Olympics and History of the Modern Games St. Louis 1904 Part 2
About the Olympics and the modern games, account of the games in St. Louis, United States in 1904
ST. LOUIS, MO., U.S., 1904
Remembering Robert Garrett's unstylish victory of 1896, the Greeks had 2 discus events--freestyle and Greek style--but Werner Jarvinen won the latter, the 1st of many Finnish victories over the years. Greek tradesmen again offered lifetime services for a native-born marathon winner, but Canadian William Sherring, only 115 lbs., won the race.
Austrian weightlifter Josef Steinbach was accused of being a professional and was so jeered when going against the Greek champion that he left the arena. While the Greek was being honored as 2-hand winner, Steinbach came back and, with exaggerated ease, raised the weight, barely lifted by the Greek, over his head 3 times. The next day, he won the one-hand lifting competition before a subdued audience.

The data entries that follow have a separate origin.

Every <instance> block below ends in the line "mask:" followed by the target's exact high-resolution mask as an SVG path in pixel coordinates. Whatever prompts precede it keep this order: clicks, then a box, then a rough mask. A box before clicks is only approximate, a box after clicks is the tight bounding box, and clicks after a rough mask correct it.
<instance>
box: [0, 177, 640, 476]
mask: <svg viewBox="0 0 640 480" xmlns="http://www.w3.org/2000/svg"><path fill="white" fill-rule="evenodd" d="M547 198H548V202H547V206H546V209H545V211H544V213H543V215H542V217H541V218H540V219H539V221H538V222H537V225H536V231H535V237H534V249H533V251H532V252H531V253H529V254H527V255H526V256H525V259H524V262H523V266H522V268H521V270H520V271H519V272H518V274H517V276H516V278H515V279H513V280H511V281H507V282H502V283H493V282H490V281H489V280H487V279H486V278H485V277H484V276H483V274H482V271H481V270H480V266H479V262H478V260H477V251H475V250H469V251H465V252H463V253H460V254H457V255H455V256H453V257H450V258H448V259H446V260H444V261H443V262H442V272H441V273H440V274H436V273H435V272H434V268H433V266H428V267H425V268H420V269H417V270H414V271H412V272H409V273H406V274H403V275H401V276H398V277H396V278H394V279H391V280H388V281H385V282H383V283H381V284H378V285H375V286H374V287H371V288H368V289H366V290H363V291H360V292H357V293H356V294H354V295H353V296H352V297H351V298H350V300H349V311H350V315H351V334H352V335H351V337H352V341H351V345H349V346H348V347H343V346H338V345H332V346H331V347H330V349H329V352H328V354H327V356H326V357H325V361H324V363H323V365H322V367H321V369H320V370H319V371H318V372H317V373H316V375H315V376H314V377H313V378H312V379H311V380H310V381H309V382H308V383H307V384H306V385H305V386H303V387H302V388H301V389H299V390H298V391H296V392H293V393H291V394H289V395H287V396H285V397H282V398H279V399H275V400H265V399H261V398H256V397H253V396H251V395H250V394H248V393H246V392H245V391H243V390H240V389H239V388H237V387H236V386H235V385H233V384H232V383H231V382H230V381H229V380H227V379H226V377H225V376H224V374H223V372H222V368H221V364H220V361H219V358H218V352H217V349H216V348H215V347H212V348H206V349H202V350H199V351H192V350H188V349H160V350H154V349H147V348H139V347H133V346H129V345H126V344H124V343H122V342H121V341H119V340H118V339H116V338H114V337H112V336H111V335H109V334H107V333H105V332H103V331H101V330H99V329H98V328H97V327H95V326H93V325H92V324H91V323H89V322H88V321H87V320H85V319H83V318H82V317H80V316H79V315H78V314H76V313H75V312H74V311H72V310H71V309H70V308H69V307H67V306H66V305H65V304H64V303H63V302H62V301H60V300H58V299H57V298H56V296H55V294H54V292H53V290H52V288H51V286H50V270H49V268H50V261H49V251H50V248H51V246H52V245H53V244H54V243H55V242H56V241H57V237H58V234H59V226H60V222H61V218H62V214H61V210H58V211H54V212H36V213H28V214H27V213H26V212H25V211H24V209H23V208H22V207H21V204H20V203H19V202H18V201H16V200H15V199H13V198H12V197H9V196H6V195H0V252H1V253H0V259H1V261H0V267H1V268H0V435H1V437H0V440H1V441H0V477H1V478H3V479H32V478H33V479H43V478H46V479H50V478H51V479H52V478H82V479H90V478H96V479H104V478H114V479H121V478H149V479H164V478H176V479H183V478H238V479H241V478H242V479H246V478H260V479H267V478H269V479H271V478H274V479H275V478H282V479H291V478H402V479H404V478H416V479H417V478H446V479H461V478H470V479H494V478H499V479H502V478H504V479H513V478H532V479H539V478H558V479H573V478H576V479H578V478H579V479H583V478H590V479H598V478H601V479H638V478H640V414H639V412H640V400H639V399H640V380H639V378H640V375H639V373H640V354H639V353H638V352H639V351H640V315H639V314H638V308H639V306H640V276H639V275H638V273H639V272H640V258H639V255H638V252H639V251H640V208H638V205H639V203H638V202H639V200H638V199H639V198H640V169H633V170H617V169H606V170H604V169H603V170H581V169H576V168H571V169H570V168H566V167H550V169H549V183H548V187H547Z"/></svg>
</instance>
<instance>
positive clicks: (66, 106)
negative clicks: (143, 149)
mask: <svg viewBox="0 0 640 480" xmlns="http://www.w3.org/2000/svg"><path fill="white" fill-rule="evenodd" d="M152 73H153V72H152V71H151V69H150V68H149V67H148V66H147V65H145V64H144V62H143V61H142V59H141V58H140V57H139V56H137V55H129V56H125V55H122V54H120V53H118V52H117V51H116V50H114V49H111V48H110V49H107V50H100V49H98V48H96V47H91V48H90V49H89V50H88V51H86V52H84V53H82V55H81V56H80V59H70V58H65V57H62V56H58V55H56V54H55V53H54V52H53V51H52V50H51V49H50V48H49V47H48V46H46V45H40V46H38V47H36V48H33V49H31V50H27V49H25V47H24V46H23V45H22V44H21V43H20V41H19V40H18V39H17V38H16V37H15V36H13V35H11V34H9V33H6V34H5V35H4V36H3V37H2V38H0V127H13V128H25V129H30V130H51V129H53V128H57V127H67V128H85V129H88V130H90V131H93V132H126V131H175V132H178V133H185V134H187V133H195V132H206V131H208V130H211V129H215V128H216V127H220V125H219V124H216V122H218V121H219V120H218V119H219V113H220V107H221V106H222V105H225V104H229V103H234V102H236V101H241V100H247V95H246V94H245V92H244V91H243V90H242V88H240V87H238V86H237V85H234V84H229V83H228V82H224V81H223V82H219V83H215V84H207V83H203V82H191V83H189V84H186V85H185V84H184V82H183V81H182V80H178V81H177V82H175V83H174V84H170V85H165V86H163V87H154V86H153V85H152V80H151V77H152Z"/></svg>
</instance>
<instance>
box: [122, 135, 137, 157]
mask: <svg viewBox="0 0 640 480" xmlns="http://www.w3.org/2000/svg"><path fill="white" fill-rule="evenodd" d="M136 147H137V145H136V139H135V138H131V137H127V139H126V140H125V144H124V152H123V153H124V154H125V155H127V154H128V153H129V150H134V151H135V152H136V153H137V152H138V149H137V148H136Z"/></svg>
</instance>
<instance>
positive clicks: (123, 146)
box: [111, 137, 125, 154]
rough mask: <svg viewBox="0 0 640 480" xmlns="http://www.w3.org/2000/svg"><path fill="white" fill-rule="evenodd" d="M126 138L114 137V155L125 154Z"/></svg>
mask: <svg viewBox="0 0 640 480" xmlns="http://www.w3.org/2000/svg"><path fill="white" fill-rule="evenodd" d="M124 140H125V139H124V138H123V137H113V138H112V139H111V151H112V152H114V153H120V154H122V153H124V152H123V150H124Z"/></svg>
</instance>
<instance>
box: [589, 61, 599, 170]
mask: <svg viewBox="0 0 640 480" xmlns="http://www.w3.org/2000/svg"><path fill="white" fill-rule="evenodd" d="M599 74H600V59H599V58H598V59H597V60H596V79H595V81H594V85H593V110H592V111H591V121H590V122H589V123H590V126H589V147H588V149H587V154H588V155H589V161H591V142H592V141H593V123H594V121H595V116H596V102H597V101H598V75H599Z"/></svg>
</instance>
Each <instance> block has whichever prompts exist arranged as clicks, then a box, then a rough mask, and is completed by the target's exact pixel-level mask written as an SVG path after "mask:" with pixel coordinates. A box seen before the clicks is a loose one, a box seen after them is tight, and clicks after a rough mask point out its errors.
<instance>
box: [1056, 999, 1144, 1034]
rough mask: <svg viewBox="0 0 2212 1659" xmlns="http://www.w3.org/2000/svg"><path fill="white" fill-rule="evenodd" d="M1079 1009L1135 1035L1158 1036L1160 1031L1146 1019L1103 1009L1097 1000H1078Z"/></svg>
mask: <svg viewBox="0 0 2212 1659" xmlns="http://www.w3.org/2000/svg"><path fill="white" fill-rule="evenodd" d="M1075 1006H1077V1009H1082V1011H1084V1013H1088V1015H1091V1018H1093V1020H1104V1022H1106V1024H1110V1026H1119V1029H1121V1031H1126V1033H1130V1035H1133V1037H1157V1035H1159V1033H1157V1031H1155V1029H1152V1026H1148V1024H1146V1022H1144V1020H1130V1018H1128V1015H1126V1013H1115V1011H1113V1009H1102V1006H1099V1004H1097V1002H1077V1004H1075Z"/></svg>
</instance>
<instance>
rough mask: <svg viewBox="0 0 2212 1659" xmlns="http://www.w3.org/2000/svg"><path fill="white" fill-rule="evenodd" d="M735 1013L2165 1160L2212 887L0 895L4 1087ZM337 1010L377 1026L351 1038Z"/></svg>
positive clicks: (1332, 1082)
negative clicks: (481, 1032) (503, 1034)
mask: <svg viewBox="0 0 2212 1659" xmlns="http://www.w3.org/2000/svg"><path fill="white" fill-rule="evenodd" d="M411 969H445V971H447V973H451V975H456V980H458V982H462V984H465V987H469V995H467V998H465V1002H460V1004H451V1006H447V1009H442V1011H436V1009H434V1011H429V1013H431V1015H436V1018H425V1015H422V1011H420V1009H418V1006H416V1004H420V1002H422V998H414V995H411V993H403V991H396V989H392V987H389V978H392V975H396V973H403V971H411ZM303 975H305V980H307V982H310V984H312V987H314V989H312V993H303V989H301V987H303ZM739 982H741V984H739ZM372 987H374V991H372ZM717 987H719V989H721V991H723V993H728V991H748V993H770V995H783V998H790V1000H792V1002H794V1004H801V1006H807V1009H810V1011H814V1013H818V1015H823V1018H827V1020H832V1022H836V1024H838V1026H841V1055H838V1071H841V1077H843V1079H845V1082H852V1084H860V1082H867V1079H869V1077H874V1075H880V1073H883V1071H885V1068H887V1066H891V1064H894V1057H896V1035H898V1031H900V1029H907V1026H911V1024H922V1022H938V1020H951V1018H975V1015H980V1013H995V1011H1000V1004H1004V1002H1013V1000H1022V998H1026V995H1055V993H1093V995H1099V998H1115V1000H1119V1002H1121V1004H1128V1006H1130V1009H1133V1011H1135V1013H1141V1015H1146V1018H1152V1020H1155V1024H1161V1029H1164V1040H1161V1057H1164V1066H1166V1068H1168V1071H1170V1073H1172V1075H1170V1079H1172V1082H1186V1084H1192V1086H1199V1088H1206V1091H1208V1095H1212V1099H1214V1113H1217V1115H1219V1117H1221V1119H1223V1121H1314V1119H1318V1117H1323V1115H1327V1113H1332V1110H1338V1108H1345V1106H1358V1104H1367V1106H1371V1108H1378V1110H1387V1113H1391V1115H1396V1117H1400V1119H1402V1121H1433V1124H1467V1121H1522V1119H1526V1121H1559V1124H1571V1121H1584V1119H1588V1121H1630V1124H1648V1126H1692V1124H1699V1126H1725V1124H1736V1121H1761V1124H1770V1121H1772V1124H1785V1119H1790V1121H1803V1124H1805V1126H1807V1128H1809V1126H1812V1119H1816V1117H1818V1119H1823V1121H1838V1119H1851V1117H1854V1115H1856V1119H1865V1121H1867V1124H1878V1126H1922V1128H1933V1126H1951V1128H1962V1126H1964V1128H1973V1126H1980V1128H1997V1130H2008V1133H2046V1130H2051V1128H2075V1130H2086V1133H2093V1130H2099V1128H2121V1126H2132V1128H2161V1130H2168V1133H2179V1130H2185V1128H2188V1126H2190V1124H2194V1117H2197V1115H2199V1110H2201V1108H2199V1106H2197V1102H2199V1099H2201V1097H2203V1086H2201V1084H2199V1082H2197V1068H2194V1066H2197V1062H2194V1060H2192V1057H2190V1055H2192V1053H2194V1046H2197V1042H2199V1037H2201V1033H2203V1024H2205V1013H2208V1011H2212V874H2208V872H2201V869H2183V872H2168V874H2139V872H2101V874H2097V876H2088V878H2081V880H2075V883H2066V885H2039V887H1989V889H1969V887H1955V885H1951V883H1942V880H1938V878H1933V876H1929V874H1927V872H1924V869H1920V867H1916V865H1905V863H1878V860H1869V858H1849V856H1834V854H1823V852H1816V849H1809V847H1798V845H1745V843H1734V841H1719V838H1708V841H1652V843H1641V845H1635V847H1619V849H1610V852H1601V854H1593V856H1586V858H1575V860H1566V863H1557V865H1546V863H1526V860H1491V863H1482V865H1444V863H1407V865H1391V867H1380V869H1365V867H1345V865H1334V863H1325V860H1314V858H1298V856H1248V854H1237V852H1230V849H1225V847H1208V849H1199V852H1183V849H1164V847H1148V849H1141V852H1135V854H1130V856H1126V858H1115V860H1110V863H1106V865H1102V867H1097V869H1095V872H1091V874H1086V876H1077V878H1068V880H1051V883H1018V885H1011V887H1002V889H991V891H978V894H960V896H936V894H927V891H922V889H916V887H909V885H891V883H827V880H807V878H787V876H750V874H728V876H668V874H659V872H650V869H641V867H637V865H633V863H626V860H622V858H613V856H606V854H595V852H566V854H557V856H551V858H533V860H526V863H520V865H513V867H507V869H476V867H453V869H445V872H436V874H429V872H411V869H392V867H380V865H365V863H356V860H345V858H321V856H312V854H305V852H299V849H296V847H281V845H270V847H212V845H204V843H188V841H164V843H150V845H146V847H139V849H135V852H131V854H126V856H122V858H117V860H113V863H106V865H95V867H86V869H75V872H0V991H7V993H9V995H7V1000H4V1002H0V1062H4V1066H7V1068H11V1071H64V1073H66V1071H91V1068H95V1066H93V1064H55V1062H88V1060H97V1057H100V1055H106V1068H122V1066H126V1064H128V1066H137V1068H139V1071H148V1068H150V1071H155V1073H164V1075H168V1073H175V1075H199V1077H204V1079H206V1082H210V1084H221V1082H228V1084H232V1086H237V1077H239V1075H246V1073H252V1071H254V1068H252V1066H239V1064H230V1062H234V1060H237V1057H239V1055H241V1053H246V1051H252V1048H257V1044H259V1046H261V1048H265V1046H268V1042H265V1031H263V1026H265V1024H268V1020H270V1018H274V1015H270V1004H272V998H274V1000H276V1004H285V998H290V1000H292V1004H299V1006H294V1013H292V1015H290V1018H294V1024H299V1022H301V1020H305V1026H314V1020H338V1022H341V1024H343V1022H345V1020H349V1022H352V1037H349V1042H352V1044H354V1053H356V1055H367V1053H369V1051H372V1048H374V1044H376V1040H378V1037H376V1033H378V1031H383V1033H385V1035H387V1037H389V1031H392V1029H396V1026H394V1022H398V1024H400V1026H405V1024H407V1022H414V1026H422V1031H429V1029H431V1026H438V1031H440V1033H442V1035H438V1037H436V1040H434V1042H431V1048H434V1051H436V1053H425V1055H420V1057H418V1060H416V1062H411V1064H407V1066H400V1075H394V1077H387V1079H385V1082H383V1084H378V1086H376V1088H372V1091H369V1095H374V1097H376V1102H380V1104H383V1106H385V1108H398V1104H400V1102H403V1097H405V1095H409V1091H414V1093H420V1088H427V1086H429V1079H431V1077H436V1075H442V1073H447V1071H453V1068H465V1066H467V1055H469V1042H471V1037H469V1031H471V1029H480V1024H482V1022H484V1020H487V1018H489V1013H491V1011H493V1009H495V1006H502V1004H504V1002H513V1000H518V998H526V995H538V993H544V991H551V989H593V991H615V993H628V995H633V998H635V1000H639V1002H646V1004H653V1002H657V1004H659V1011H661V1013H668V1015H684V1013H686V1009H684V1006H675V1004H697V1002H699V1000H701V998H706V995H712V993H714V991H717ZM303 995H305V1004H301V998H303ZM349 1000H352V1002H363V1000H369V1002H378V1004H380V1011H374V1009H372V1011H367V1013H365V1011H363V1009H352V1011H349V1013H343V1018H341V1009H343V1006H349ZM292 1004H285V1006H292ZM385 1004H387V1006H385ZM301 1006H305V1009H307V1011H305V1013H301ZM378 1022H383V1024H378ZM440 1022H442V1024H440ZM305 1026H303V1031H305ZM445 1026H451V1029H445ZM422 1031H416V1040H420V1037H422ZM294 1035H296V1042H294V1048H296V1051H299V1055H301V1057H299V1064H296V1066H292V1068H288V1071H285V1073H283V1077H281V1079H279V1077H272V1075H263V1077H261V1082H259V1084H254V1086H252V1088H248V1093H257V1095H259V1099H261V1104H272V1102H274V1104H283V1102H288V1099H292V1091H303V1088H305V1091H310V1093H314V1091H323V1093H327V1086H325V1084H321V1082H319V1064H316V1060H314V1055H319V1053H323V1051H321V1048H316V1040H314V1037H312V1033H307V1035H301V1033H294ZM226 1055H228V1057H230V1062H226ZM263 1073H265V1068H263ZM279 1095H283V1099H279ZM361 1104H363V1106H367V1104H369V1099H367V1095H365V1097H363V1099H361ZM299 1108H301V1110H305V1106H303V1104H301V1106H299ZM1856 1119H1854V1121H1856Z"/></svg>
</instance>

The question of amateur v. professional athletes has plagued Olympic committees, athletes, and sports enthusiasts since the games' ancient origins. De Coubertin insisted, and was supported by others on the original committee, that the Olympics be free of professionalism and commercialism. Rules require competitors to sign a statement that they have never been paid for playing or coaching sports, and do not intend to become professionals. Avery Brundage, longtime U.S. Olympic official, espoused strict amateurism in the face of criticism that the costs of constant training, necessary to win at the Olympics, means that athletes must find some kind of subsidy--whether state-paid token jobs, as in the Soviet Union, or athletic scholarships, as in the U.S. By the spirit, if not by the law, very few Olympic competitors could technically qualify as amateurs since there are time limits on the amount of training, and limitations on gifts.
Another philosophical issue is team scoring and its inherent nationalism. The IOC has always tried to keep nationalism to a minimum in favor of individual achievement. Team scoring is unofficial, not sanctioned by the IOC. But teams, spectators, and the press (and sometimes even officials) encourage nationalism. Major powers have often used the success of their Olympic athletes as fuel for their rivalries.